As I was adding the host to the new vCenter, I remembered that vSAN encryption was enabled. Now what? Sure enough after all the hosts were moved, the drives from within the Disk Groups were showing unmounted. I went ahead and created a new relationship with the same KMS cluster, but the issue persisted.

If you run the command “vdq -q” from one of the host, you will see that your drives are not mounted and are ineligible for use by vSAN. In the UI you will see that your disks are encrypted and locked because the encryption key is not available.

The FIX:

In order to recover from this and similar scenarios, it is necessary to create a new cluster with the same exact configuration as before. Although I did establish a relationship with the same KMS cluster, I missed a very important step, the KMS cluster ID.

It is imperative that the same KMS cluster ID remains in order for the recovery feature to work. Let’s think about the behavior. Although the old vCenter is gone, the hosts still have the information and keys from the KMS cluster, if we connect to the same KMS cluster with the same cluster ID, the hosts will be able to retrieve the key (assuming the key still exists and was not deleted). The KMS credentials will be re-applied to all hosts so that hosts can connect to KMS to get the keys.

Remember that the old vCenter was removed, so I couldn’t retrieve the KMS cluster ID from the vCenter KMS config screen, and this environment was undocumented since it is one of my labs (it is now documented). Now what?

Glad you asked. Let’s take a look at the encryption operation.

In this diagram we can see how the keys are distributed to vCenter, hosts, etc. The KMS server settings are passed to hosts from vCenter by the KEK_id.

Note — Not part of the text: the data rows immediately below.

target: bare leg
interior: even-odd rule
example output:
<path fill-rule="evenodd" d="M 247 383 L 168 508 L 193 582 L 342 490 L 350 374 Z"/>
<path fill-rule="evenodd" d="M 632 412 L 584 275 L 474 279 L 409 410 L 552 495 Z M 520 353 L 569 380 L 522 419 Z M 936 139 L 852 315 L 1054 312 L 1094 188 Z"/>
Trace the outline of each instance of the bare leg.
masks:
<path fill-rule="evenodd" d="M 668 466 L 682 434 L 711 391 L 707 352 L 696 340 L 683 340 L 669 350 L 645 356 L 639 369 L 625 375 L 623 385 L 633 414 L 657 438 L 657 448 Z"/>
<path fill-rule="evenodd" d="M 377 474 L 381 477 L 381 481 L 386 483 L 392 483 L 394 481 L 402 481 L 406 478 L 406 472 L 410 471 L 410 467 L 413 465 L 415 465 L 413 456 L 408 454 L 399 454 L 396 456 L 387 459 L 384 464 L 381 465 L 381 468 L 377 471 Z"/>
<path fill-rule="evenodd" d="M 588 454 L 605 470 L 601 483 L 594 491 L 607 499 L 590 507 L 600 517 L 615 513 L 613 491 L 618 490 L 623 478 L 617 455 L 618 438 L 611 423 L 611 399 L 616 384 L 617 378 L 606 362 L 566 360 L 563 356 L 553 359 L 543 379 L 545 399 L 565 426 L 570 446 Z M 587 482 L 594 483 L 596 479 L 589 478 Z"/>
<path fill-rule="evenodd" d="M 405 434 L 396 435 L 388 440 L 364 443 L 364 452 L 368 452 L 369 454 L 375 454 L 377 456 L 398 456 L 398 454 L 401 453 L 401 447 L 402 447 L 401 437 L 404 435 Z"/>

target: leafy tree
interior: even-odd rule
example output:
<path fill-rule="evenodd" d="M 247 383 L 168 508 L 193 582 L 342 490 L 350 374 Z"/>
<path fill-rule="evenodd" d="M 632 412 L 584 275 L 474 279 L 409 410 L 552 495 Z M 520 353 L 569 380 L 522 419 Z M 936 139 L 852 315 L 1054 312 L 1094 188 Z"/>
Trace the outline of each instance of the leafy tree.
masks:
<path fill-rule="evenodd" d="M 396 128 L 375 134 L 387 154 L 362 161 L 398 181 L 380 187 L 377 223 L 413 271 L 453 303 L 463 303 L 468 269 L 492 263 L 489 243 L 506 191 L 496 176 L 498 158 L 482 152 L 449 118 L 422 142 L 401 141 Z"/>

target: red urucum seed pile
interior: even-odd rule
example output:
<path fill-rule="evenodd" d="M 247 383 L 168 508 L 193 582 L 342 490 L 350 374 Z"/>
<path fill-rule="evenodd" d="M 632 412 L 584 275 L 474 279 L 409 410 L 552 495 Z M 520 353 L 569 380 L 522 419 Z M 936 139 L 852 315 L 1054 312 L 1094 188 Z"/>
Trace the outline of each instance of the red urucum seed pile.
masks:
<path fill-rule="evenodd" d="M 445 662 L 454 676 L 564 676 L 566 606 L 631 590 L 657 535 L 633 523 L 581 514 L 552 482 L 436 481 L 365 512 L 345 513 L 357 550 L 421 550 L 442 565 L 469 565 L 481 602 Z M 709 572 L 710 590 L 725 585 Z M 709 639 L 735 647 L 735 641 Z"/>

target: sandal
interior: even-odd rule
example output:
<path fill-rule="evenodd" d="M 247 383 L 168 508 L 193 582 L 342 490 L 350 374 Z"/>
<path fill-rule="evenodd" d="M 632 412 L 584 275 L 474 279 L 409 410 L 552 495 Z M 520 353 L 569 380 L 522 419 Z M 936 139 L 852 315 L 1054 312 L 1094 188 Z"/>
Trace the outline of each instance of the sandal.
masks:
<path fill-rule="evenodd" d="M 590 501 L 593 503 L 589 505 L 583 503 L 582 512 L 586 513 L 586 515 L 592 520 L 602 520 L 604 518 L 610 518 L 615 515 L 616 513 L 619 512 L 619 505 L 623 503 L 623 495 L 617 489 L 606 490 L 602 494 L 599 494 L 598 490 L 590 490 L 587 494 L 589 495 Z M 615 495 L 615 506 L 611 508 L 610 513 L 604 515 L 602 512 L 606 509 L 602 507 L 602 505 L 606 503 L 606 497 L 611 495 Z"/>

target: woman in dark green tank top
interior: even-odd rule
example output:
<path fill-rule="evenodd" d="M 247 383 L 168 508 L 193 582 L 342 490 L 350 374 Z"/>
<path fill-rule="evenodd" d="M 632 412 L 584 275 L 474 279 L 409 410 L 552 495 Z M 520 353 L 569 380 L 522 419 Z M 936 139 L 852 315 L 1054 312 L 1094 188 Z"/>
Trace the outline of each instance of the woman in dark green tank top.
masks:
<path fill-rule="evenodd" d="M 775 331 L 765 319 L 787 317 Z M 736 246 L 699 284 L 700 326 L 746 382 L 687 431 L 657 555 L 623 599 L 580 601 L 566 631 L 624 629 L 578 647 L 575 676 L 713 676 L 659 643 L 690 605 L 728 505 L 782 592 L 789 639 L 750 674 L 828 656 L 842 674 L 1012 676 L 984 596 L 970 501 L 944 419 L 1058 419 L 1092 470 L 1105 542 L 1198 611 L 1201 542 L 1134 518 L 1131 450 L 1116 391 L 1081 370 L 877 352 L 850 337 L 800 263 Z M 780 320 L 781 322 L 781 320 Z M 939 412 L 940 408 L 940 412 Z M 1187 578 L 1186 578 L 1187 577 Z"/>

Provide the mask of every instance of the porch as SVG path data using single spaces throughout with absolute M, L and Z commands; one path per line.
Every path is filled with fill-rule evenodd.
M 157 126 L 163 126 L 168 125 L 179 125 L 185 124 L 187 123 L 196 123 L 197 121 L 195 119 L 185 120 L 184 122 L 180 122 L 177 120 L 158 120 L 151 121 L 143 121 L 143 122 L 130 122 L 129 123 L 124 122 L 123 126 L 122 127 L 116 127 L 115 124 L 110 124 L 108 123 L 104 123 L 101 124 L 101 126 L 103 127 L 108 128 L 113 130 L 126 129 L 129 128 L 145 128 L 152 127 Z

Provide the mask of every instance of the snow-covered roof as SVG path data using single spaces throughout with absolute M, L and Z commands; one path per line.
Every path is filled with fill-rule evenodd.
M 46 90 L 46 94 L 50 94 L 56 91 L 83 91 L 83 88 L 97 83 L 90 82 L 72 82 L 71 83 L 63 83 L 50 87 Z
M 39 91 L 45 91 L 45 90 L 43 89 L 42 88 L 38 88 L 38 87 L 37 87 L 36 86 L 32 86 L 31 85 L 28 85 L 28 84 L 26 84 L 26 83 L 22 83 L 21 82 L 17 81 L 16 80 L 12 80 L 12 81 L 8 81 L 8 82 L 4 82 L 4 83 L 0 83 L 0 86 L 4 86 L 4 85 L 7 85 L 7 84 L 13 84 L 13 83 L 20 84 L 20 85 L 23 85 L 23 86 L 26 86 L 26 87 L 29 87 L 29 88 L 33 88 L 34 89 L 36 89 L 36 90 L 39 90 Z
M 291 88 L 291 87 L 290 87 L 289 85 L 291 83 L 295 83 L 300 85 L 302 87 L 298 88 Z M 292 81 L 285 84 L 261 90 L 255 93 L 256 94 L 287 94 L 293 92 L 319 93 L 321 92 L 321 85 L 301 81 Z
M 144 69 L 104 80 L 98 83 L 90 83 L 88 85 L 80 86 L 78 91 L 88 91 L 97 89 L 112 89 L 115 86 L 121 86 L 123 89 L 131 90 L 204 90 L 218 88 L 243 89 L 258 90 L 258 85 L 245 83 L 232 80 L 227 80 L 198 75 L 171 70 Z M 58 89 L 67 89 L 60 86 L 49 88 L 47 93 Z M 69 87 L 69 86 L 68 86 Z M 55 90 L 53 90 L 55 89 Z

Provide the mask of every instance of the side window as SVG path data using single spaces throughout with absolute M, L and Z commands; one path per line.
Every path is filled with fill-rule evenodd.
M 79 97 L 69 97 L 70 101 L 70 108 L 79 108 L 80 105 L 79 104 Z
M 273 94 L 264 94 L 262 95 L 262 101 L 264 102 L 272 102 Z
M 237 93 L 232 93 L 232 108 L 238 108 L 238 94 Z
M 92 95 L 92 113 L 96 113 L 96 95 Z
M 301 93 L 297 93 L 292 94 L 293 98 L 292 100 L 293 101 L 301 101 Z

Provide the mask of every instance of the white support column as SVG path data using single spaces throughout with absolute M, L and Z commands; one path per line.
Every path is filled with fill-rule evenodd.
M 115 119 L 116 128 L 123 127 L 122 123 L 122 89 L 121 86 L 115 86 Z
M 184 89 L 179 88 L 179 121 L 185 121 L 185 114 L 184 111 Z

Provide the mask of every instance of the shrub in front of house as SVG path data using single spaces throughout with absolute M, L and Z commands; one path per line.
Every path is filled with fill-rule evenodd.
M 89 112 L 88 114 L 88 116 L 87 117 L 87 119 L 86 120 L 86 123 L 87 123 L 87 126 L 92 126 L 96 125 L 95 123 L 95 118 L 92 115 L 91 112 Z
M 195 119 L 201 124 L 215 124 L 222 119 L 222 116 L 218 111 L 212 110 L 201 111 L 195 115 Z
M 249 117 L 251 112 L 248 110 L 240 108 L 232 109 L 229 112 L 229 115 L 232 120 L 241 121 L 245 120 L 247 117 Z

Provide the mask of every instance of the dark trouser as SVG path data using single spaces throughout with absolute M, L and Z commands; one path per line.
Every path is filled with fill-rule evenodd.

In order to obtain the kmip cluster ID, we need to look for it under the esx.conf file for the hosts.  You can use cat, vi, or grep (easier) to look at the conf file. You want to look for kmipClusterId, name(alias), etc. Make sure the KMS cluster on the new vCenter configured exactly as it was before.

cat /etc/vmware.esx.conf 

or something easier…

grep “/vsan/kmipServer/” /etc/vmware/esx.conf

After the KMS cluster has been added to new vCenter as it was configured in the old vCenter, there is no need for reboots. During reconfiguration the new credentials will be sent to all hosts and such hosts should reload keys for all disks in a few minutes.